[The future popularization of air travel] will bring the immediate, absolute, instantaneous, universal and perpetual abolition of all frontiers, everywhere… The old Gordian knot of gravity will finally be untied… Armies will vanish, and with them the horrors of war, the exploitation of nations, the subjugations of populations. It will bring an immense and totally peaceful revolution. It will bring a sudden golden dawn, a brisk flinging open of the ancient cage door of history, a flooding in of light. It will mean the liberation of all mankind.
~ Victor Hugo, Letter on Flight
The enthusiasm and naiveté are breathtaking, symptoms of a viral techno-messianism we contracted during the Enlightenment, I suppose. But the millennium did not arrive on the wings of the aeroplane. Nor did it arrive with the telephone, penicillin, the nuclear bomb, space travel, the Internet, the decoding of the human genome or the Segway scooter. The real trouble with being human has nothing to do with lack of physical and mental enhancements. The real trouble is that while the kingdom of heaven may be within you, so is that portable hell, the human heart.
In the coming century phrenology will assuredly attain general acceptance. It will prove itself to be the true science of mind. Its practical uses in education, in self-discipline, in the reform treatment of criminals and in the medical treatment of the insane will give it one of the highest places in the hierarchy of the sciences; and its persistent neglect and obloquy during the last sixty years will be referred to as an example of the most inconceivable narrowness and prejudice…
~ Alfred Russel Wallace
If it didn’t require us for its survival, science would do just fine. Instead, it’s like a telescope mounted on top of a swaying tree. There’s something almost endearing in how easily we admit the errors of former times while insisting on our own enlightened certainties. We like to mistake the advancement of science and technology for moral progress. The first inventor of the wheel probably thought he could never be wrong about anything ever again.
The machine which at first blush seems a means of isolating man from the great problems of nature, actually plunges him more deeply into them.

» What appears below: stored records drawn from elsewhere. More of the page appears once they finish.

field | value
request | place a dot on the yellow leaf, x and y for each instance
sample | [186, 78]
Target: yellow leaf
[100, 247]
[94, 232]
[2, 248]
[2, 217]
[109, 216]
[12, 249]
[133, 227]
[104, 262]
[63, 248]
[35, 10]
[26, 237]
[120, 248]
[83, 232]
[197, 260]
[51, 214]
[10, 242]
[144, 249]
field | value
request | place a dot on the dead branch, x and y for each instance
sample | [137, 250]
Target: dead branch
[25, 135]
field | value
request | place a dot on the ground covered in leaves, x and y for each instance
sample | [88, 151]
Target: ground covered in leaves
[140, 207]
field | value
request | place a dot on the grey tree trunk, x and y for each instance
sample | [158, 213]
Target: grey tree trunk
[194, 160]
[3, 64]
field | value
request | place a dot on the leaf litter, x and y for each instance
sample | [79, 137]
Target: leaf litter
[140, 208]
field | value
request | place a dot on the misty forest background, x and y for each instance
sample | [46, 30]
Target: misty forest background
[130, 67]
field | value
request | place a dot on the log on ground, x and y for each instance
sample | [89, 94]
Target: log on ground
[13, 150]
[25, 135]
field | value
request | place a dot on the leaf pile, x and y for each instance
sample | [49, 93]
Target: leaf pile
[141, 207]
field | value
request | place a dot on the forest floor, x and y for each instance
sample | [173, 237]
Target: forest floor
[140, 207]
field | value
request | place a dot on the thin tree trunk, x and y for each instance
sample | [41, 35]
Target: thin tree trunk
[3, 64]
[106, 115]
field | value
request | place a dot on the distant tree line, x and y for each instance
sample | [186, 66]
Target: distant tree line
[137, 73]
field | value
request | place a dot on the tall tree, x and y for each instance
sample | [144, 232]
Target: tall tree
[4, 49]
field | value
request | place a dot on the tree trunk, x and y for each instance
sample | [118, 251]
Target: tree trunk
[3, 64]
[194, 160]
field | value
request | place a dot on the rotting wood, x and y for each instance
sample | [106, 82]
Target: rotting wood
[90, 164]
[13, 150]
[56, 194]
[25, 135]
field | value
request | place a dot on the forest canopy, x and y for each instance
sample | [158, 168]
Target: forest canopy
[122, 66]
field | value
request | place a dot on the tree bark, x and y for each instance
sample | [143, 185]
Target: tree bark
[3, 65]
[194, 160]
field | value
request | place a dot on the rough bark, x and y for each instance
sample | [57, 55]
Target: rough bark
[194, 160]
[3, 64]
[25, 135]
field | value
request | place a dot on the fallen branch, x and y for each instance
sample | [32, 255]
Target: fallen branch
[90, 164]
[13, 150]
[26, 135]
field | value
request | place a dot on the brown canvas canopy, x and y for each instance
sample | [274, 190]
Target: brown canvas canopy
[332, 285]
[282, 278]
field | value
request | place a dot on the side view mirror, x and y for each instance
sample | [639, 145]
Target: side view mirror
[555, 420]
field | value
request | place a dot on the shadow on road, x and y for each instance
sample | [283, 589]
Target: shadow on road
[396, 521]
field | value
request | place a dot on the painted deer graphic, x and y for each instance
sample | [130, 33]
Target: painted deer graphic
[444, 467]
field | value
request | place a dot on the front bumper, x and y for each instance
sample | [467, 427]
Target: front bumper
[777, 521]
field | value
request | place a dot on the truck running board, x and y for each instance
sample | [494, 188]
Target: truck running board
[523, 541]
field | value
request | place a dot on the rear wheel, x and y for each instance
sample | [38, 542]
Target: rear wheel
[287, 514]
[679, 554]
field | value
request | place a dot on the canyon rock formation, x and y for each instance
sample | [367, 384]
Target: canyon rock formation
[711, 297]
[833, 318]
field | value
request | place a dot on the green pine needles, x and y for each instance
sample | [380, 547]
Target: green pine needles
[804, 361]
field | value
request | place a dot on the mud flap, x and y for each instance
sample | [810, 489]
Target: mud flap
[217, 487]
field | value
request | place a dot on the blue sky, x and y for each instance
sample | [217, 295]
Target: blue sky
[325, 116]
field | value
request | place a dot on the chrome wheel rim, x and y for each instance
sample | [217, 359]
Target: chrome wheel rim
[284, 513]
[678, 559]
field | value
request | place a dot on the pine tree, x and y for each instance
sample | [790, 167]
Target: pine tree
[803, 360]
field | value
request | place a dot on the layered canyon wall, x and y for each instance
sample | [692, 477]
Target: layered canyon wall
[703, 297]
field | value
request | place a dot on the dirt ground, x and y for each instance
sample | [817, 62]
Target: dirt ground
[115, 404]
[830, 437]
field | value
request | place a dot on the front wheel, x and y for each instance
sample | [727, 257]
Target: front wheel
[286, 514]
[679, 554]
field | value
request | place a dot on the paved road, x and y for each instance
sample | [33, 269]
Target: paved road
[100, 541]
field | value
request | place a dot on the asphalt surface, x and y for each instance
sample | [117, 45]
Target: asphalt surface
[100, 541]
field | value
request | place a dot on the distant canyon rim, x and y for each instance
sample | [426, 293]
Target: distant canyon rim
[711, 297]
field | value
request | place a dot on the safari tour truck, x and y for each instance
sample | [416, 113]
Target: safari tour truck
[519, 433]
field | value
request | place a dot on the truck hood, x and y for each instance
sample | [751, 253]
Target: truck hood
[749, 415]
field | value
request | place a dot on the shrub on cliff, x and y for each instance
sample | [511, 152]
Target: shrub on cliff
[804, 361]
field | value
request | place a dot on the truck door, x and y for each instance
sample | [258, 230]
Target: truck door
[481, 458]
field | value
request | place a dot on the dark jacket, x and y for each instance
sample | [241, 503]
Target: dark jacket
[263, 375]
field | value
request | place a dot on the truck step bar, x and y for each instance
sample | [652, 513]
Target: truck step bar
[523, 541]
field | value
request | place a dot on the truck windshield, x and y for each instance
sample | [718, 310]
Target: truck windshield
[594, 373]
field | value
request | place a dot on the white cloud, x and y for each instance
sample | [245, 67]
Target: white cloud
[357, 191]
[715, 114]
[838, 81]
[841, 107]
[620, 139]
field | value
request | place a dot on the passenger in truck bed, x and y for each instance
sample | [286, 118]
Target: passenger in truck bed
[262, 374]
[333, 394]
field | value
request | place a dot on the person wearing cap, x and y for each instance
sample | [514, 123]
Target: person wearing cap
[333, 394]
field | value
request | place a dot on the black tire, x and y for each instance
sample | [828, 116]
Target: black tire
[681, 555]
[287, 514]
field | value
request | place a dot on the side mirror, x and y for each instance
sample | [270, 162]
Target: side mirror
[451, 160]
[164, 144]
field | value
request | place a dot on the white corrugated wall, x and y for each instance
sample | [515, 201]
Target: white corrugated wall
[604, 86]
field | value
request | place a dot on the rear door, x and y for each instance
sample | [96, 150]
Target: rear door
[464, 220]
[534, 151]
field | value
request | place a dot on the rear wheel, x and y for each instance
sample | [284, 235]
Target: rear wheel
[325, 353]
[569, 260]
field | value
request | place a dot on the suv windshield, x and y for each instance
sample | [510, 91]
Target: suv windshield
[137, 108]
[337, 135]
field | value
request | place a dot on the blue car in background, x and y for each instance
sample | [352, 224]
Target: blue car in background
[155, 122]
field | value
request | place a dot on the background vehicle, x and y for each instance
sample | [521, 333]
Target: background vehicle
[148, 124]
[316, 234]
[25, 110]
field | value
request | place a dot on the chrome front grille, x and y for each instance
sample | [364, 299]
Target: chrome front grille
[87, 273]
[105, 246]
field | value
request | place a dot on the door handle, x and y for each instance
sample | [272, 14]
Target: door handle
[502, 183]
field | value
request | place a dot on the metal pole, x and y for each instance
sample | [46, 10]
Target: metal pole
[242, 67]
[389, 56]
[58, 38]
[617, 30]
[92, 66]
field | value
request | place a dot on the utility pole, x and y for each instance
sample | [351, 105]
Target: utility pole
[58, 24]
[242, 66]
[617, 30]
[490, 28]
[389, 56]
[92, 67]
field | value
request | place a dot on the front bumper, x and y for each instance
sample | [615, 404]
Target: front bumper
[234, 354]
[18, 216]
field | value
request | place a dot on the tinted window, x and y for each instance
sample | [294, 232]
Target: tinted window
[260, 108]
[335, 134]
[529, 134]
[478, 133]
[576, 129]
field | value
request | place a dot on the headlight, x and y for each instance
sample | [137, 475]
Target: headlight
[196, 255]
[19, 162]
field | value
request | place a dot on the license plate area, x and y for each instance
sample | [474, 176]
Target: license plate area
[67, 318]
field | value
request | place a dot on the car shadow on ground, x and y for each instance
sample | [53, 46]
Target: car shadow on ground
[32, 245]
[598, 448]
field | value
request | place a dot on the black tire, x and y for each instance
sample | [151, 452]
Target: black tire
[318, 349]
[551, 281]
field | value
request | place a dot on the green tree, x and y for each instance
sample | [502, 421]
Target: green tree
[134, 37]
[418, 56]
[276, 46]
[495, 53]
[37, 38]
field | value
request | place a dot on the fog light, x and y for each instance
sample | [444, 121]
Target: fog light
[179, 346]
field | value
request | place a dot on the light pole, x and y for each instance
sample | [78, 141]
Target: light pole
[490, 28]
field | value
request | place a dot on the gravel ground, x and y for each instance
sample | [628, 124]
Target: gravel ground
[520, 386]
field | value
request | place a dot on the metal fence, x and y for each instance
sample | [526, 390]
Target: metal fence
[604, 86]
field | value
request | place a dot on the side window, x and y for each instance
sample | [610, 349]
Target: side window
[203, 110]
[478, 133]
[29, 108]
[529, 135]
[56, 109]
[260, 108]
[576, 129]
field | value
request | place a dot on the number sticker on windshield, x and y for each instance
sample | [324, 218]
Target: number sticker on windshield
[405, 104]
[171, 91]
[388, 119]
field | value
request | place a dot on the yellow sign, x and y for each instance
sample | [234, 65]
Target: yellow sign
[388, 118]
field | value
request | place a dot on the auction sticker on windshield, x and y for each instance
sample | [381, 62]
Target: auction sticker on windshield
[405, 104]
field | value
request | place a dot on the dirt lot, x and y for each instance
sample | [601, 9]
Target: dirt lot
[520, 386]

~ Antoine de Saint-Exupéry, Wind, Sand and Stars
It’s hard to feel optimistic about man. If technology is an attempt to escape human limitations, the limitation it seems most irked by these days is our inability to completely do away with each other. The awkward need served by new forms of communication is the need to be in touch with as many people as possible while keeping as far away from them as possible. To invoke Dostoyevsky, it’s easy and gratifying to love mankind in the abstract or from a distance, but it doesn’t count for much.
………………………………He will make
Nature ashamed of her long sleep: when art,
Who’s but a stepdame, shall do more than she,
In her best love to mankind, ever could.
~ Ben Jonson, The Alchemist
Some people pride themselves on being “early adopters” of new technologies. I tend to be among the late-if-ever. True, I sometimes find myself coveting this or that fresh gadget. The feeling usually passes. The last thing I need is another screen to sink my eyes into, another wire to plug into my ears. What I do need are more trees and rocks and water. More living things. None of our digital alchemies equal even the most homely sparrow pecking through the trash or the worst imaginable winter afternoon. A napping mother is always better than a stepmom bearing Greekish gifts.
The trouble with the world today (in case you want to know) is that you can’t tell the crazies from the passably sane. You’ve noticed this if you spend any time in a grocery store. It used to be that a prowler among the produce who talked to himself, debated invisible adversaries, or professed love in the direction of the cauliflower was immediately understood to be off his rocker. You pretended not to notice; you casually left that person’s vicinity. All was well with the world.
Nowadays, however, you step closer. You look twice, three times. Is he talking on a mobile phone? Look again, around his ears; he may be wearing a hands-free device. Like Alice, you don’t want to go among mad people, but you want to know what you’re dealing with. Just a little reassurance. Nothing on the left ear; check the other. He certainly seems to feel strongly about something or other, doesn’t he? But, ah! There it is, see! That thingy curled up on top of his right ear. What a relief. -Excuse me? No, no problem at all, mister. No – that won’t be necessary. Have a nice day!
The effect of technology on society is to proliferate symptoms of schizophrenia. Even non-adopters breathe it in like second-hand smoke. I remember the first time I saw someone talking on a cell phone with a hands-free device in a grocery store. Not badly dressed for a crazy, I thought. When I realized what he was doing, I could hardly believe it. I stood laughing in the dairy section, like a crazy person, for a full five minutes. What a clown, I said to myself. Doesn’t he know everyone will take him for a lunatic? That’ll never catch on!
It’s worth observing that despite the broad use of such technologies today, the average number of grocery store soliloquists encountered in any given week hasn’t much changed. One might have expected otherwise. What’s the meaning of it, I wonder? Could it be that there are fewer crazy people around than there used to be? That seems unlikely. Maybe they’re getting better drugs. Or maybe, since insanity is traditionally expressed by behavior counter to social norms, the crazies these days are the ones going quietly about their business.